云贺没理云明,敛眉收笑。
赤迂又将她猛地提起:“你当我们是那么好耍的?”
赤狄拭剑,赤色的火光上升,在剑身环绕。“云小姐讲话虚实不定,教一般人辩不出真假。而浮木饕餮这种事物岂会是那般量产之物,也许有的货物确实是被我们所劫走,但也不曾见过浮木饕餮。虽外行人也许会被你忽悠,但是你是不是忘了你身前的是何人?”
“哎!赤狄小姐,所以这次设计了你们不就是为了来讨个真假吗?是在下失策鲁莽了,不曾想隐族上炀竟是如此强大,货物是消失在了无主岛范围不假,但不是落到了两位这里是真。答案我也要到了,说来说去还得感谢两位。”云贺赔礼笑道。
“少来,你这人狡猾得很!你说感谢我们什么?感谢我们做了你的饵?为你引出这岛上的其他东西?”赤迂呵斥道,她算是明白了这个人就是个滑头精。
“赤迂!”赤狄突然截住了她的话,没让她继续说下去。
“哦?其他东西?”云贺折扇啪地一声开,遮住了她半张脸,她的眼中闪着精光。
“劝小姐还是早日离去吧,此道险恶,云小姐是人中龙凤,着实不太适合陷入其中。”出乎意料外,赤狄的态度很是平和且好言相劝。
一直没有出声的琮彧在两人僵持不下时突然问道:“所谓浮木饕餮是否就是祭木?”
云贺挑眉,想不到一直不说话的琮彧不鸣则已一鸣惊人。
赤狄终于正眼看琮彧了,赤色的剑身仿佛将她眼周围也染上火的光芒。“琮彧法师,祭木之名从何得知?”

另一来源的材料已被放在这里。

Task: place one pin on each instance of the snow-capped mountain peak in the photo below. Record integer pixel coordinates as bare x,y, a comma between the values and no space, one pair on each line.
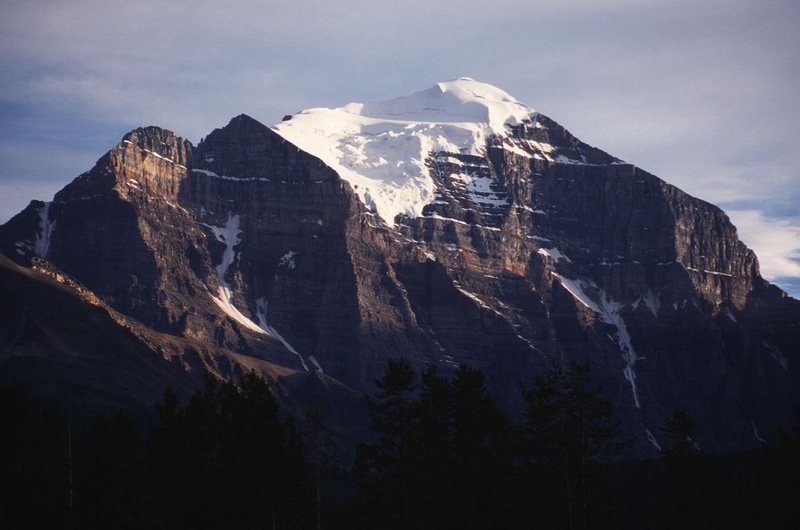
382,148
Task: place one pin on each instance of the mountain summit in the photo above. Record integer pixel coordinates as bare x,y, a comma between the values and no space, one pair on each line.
455,225
382,149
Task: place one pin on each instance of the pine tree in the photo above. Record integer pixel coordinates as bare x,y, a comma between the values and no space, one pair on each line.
568,430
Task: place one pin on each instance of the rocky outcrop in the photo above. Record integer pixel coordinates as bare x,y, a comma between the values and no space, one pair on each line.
536,250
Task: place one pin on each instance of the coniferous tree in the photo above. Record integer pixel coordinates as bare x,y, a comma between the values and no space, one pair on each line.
111,473
383,470
568,430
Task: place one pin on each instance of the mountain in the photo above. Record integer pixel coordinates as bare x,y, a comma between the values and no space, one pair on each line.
454,225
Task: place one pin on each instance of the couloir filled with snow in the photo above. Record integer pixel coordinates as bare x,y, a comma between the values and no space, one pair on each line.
381,148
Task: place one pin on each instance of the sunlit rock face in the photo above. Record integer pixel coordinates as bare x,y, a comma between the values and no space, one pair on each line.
455,225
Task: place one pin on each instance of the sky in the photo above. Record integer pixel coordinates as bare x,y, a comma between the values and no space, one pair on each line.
706,95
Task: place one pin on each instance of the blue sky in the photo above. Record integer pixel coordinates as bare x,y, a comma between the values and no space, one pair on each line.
705,94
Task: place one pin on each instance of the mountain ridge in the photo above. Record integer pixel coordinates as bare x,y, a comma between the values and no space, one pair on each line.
533,249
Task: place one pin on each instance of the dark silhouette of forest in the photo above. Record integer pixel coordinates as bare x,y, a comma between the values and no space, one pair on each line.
443,455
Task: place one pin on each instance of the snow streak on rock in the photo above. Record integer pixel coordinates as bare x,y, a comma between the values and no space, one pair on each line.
46,226
609,311
229,234
261,311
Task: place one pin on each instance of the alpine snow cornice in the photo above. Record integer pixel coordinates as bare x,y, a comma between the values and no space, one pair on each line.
454,225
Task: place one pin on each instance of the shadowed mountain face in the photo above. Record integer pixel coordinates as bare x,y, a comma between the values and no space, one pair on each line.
525,250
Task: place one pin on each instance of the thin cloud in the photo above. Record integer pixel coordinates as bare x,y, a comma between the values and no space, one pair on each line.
775,241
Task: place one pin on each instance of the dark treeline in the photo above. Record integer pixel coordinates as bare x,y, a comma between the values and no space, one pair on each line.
443,456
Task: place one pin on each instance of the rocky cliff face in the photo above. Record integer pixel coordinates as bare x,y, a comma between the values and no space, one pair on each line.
509,245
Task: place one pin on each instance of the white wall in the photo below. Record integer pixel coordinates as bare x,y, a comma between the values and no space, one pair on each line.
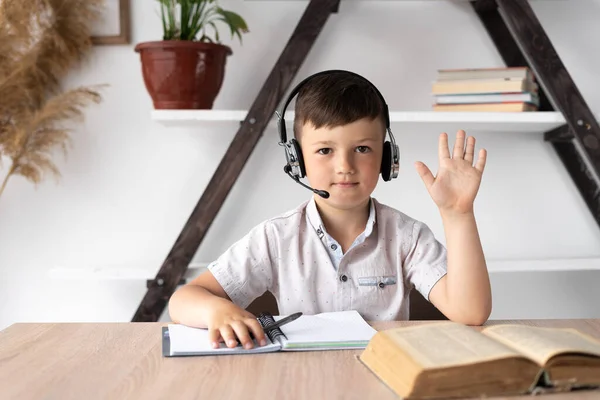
129,183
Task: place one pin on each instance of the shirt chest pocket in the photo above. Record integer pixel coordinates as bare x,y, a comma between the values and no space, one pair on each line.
377,282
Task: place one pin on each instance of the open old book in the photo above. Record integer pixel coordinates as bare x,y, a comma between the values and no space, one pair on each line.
447,359
325,331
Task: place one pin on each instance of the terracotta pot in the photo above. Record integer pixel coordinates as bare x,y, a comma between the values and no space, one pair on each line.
183,74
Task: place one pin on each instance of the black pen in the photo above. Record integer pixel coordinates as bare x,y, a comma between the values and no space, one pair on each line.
275,325
282,321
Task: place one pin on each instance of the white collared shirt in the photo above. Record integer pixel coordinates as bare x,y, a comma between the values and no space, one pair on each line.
293,257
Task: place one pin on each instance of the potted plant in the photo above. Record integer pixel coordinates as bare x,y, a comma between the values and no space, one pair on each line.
186,69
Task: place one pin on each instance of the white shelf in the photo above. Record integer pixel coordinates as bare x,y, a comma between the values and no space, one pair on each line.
494,267
507,122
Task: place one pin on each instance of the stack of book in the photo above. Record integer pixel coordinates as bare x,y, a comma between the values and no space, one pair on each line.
486,89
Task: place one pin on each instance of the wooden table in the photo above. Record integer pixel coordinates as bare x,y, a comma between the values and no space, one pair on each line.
124,360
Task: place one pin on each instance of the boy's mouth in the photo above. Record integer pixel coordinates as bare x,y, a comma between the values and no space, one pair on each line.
346,184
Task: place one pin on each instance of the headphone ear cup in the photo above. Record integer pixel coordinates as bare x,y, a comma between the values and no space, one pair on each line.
298,151
386,161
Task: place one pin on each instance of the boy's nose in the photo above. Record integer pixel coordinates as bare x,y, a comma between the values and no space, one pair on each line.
345,164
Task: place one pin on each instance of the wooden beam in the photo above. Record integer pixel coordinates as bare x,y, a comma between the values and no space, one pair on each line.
553,76
488,13
583,176
521,40
260,114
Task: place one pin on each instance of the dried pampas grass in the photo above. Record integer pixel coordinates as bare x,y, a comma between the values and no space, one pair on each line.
36,51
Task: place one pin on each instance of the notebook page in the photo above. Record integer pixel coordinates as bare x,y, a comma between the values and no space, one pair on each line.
331,330
185,340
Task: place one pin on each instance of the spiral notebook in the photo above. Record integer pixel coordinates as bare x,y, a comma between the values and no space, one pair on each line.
325,331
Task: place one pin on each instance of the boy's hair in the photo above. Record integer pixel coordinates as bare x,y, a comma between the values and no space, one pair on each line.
335,99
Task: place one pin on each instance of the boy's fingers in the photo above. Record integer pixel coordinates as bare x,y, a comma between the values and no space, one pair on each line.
480,165
459,145
241,331
214,338
228,336
470,152
257,331
425,173
443,151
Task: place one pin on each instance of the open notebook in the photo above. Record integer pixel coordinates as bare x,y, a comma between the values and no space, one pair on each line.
325,331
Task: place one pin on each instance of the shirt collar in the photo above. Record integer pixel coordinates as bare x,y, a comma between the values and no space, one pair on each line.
317,223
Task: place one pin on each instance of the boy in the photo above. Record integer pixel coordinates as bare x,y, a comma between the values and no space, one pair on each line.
343,249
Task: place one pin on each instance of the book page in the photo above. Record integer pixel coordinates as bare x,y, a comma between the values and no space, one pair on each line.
438,345
185,340
337,329
541,344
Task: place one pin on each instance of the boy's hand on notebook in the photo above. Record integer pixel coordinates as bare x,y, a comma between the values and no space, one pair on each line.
227,323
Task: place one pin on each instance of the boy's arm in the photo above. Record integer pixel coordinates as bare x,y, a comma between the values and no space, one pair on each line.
203,303
216,299
464,293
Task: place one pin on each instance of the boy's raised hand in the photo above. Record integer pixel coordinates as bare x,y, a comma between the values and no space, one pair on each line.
457,181
227,323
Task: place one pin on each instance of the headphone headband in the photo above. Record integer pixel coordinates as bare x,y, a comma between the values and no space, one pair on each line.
295,90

“我曾在光理寺待过一段时间,那里时常有借住之人。光理寺甚大,往来人口杂,曾有一群往返于巽海航线的人也提过货物消失之事,众人以为是见鬼了,而那种消失的方式与你们方才所言很是接近。只不过叫的倒不是浮木饕餮,以他们而言是产自漠图,却从未运到过沧海,在无主岛范围就消失沉了。众人以为那无主岛上应是有脏物,所有货物是被动献祭了。”琮彧那双桃花眼在黑夜的斗笠下也遮不住,还真是有一说一。
云明有些惊奇道:“琮彧法师,为何会说是赃物?”
“那些人只道是货物不见的时候也没见着人,就像是凭空消失了。且光只是一些木料运输,劫匪又何必要这些?巫族曾言万物有灵,何况是被有心人包装过的木料?”
赤迂听完转身看向赤狄问道:“小妹,要继续吗?”
赤狄眉头紧锁,侧身望向丛林一方,她的半边隐进了黑暗里,问道:“云小姐,你可知这个方向一路向前是哪边?”
云贺从容不迫道:“方才两位就一路向北的方位走去,两位在无主岛之上这么长时间应是比我更清楚才对。”
赤迂古怪地看了云贺几眼道:“你果然什么都不知道,无主岛也是第一次来吧。”
“从何谈起?”云贺反正皮厚的很,难道会在乎她的嘲讽?
“无主岛坐落于沧海范围,看似岛不大不小很快能尽头,实际上我们并未抵达过岛的北方。”赤狄的声音仿佛来自幽幽的密林深处,又仿佛是验证了那些阴森传闻。
“有趣,倒还真像那么回事。”云贺显然不信这一套。
“这种说辞确实隐瞒不了云小姐,你我相识一场,那我就给你看看你想要的答案。”赤狄不知为何突然妥协了,反而让人觉得是带有报复性的诱惑。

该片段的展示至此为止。